EXCLUSIVE: Bob Lyddon fears the UK could “be right back in 2007/8, in the middle of the Great British Gordon Brown Financial Crisis-the GBGBFC”.
Chancellor of the Exchequer Rachel Reeves speaks during a visit to Studio Ulster in Belfas (Image: POOL/AFP via Getty Images)
Rachel Reeves is facing yet another headache after a leading financial expert warned the collapse of China’s property giant Evergrande could trigger tremors in the UK housing and banking markets. Mr Lyddon, a tax consultant, said: “With the de-listing of its shares, Evergrande ceases to have visibility, and the working-out of its problems becomes a purely domestic matter. The party is well and truly over.”
He said that the collapse of Evergrande is not just a Chinese problem but a warning for financial systems globally. The delisting marks the final step in the developer’s long decline, which has seen it fail to restructure massive debts and face liquidation proceedings in Hong Kong courts. Evergrande, once China’s largest property developer, owes around $45 billion but has almost no assets to cover it. He said: “There will not be any assets in Evergrande against the US$45 billion of debt, so that amount will need to be written off.”
He added that if the same pattern emerges across other property giants like Country Garden, lenders could face losses of up to $250 billion, highlighting the scale of the potential global fallout.
Mr Lyddon, founder of Lyddon Consulting Services, said: “More concerning for us would be if the industry business model for residential property in the UK turned out to have been similar to that in China, only with our banks, rather than property development companies, taking the risk.”
He pointed to high loan-to-value mortgages and loans based on borrowers’ stretched incomes as triggers for trouble, warning that lenders with limited equity could face severe losses if house prices fall.
He said: “The onset of adverse general economic conditions in the UK could easily trigger a house price correction of 10–20% from their inflated, post-Covid levels, with pockets of 30%.”
Evergrande Group logos are seen on apartment buildings in Nanjing, China’s eastern Jiangsu province. (Image: AFP via Getty Images)
He added that second-home hotspots are already “30% off their maximum.”
Such warnings suggest that even localised downturns could have wider consequences for homeowners who borrowed heavily at the market peak in a prime example of financial “contagion”.
Mr Lyddon said: “We would be right back in 2007/8, in the middle of the Great British Gordon Brown Financial Crisis—the GBGBFC.” He warned that both homeowners and banks could suffer if the market correction he predicts materialises.”
The scenario would put enormous strain on the Treasury and test the resilience of financial institutions across the UK.
He said: “The familiar Communist Five-Year Plan” describes the Chinese government’s strategy, which has so far avoided direct intervention, relying instead on stimulus.
He said that homeowners in China have already seen property values fall by up to 30%, “with no sign of a meaningful bounce-back,” leaving them financially constrained for years.
Mr Lyddon said Beijing’s lack of direct intervention highlights the crisis’s unpredictable nature and underscores the potential for long-term market disruption.
For Ms Reeves, who has been Chancellor for just over a year, Mr Lyddon’s warnings represent both a political and an economic threat. He said that a sudden downturn in UK house prices could leave the Treasury scrambling to protect households and stabilise banks, putting Reeves at the centre of a crisis she cannot control.

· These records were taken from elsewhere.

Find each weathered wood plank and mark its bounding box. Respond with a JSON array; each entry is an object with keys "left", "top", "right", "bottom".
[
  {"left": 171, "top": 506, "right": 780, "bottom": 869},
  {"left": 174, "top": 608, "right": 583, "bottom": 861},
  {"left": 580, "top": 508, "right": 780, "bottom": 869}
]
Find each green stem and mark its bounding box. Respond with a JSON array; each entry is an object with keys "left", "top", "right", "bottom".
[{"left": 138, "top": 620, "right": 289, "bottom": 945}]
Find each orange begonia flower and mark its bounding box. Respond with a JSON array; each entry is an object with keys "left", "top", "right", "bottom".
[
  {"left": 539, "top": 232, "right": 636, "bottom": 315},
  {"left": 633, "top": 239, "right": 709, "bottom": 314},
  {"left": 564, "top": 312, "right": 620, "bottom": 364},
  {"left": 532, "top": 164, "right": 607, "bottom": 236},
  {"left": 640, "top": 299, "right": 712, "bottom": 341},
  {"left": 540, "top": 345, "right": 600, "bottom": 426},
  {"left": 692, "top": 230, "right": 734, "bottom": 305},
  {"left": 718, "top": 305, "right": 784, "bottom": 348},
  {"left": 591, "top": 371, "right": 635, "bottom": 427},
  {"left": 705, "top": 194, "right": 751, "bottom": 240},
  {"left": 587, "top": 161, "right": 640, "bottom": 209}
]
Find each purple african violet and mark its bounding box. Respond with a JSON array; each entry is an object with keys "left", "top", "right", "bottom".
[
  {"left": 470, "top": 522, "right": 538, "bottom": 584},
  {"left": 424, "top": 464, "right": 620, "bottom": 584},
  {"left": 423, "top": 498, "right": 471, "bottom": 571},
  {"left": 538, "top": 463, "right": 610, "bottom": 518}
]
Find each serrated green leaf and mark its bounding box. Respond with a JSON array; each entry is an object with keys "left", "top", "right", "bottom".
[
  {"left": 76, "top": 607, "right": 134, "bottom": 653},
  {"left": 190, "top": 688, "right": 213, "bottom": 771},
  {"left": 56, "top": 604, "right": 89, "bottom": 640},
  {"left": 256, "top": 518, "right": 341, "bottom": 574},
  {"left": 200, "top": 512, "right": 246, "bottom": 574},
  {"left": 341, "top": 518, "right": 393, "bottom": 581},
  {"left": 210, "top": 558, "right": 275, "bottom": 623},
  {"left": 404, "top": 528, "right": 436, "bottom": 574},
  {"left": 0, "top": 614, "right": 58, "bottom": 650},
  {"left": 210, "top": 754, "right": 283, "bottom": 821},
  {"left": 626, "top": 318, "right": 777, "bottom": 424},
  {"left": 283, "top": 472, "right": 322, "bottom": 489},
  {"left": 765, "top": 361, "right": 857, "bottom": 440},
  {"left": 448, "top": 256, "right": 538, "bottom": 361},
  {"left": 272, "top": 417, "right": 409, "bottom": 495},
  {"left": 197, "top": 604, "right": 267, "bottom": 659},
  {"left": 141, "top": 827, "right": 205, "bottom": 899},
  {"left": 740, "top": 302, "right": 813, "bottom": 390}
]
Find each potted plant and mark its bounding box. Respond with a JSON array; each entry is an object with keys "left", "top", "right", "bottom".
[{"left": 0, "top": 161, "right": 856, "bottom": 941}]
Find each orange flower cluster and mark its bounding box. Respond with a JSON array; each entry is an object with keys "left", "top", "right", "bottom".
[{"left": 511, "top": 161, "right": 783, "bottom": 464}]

Analysts say a financial shock of this magnitude would test her leadership and economic credibility while the Government is already under pressure over cost-of-living issues and public spending priorities.
He said: “While British banks do not appear to be heavily involved themselves, the structural parallels in lending practices mean the UK is not immune. If the housing market correction materialises, Ms Reeves could find herself presiding over a domestic financial crisis triggered, in part, by lessons unheeded from overseas.”
Mr Lyddon added that the UK’s reliance on high loan-to-value lending and inflated house prices makes the financial system particularly vulnerable to sudden shocks.
As Evergrande disappears from view, Mr Lyddon said the real test for Ms Reeves may lie in whether she can shield Britain from a chain reaction of bad debt, falling house prices, and investor panic—a nightmare scenario unfolding hundreds of miles from Westminster but with potentially devastating consequences at home.
His warnings underline the precariousness of the UK housing market and the political pressure building on the Chancellor as she navigates a landscape shaped by overseas financial upheaval.